Вечером собрались родственники. Отец изменил обычаю; расспрашивал обо всем — о походах, о боях…
Андрей вдруг решил рассказывать все как было. Начал и сразу почувствовал — это и есть то, что нужно. По крайней мере ново, свежо. Рассказывал о вшах, которые сыплются с рубашки в костер и потрескивают на огне. О ночном картеже, о соловинсксй контузии. Все это оказалось любопытнее, и по-своему более волнующим, чем рассказы о разрывах «чемоданов», о тяжелой артиллерии, пулеметном огне, об атаках и подвигах.
Подвиги были и в «Киевской мысли», и в «Ниве».
О подвигах тоже спрашивали, как спрашивают из вежливости о здоровье бабушки, но, застигнутый этим вопросом врасплох, Андрей, как ни силился, ни одного подвига, который заслуживал бы особого рассказа, существовал бы в его памяти сам по себе, как, например, подвиги матроса Кошки, майора Жарова, генерала Скобелева — отчетливые лубки царских казарм, — вспомнить не мог.
Все действия, поступки, движения офицеров и солдат вспоминались Андрею как звенья в цепи мелких и крупных коллективных действий, и о них можно было рассказывать между прочим, повествуя о том, как на фронте грязно, как скучно, как жестоко и непонятно.
Даже о своем «подвиге», за который он был представлен к Георгию, Андрей не стал рассказывать.
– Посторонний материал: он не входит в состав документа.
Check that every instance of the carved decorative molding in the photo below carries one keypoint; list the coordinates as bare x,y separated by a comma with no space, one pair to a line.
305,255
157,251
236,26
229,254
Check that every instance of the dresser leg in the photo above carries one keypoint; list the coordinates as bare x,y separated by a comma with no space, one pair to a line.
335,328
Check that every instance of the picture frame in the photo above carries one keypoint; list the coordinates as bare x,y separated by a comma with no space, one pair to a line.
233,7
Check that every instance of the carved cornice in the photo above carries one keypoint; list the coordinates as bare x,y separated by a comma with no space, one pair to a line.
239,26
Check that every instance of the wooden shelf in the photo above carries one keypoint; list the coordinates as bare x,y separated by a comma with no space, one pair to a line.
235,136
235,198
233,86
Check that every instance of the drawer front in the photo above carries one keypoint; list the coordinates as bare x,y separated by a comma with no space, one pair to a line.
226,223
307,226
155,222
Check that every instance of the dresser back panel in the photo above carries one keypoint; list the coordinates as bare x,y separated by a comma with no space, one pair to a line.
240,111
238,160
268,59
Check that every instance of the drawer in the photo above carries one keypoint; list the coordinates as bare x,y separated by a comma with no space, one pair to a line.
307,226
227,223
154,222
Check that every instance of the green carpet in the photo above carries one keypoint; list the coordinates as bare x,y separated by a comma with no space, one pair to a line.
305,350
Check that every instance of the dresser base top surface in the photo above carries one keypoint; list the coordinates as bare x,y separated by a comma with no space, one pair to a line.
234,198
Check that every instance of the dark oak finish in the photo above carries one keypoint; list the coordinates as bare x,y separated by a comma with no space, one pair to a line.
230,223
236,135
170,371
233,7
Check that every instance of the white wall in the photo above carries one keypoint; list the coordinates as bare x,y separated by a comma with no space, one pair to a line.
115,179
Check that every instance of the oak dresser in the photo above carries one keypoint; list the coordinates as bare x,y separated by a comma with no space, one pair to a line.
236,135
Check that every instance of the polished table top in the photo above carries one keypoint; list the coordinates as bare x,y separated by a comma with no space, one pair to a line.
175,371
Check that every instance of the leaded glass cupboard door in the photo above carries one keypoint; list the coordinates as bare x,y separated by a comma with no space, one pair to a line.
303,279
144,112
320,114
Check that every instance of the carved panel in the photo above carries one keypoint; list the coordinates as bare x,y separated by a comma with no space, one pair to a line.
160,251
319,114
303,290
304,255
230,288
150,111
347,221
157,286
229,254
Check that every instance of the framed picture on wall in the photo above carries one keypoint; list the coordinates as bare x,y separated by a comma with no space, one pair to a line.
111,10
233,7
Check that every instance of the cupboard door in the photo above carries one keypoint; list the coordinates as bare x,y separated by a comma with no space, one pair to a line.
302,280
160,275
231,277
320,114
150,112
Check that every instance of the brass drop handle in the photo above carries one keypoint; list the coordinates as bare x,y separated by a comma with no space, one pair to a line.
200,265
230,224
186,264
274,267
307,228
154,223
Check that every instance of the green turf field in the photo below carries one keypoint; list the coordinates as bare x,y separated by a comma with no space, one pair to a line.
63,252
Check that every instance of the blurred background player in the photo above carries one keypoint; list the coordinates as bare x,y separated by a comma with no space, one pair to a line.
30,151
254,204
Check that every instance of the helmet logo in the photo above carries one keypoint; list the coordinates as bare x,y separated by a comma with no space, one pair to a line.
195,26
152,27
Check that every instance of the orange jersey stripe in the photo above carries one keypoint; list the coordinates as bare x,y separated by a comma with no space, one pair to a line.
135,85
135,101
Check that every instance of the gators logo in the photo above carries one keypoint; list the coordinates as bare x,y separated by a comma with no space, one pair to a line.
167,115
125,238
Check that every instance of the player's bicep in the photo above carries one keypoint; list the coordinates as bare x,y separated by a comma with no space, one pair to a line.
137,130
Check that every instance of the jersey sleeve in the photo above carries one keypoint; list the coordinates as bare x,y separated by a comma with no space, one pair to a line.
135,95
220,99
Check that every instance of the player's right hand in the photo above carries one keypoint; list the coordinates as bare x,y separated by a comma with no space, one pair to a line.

Ну подумаешь, починил провод. Можно бы сказать словами рапорта: «под огнем неприятельских батарей». Но разве расскажешь об этом огне? Разве можно описать ощущения человека, в двух метрах от которого разорвался снаряд? Разве можно рассказать об этом заячьем страхе, когда чувствуешь себя самым жалким листком на дереве, которое сотрясает налетевший сокрушительный шквал? И разве это чувство имеет что-нибудь общее с подвигом? Никогда никакие слова не дадут верного изображения. Представление о нем можно дать только косвенно.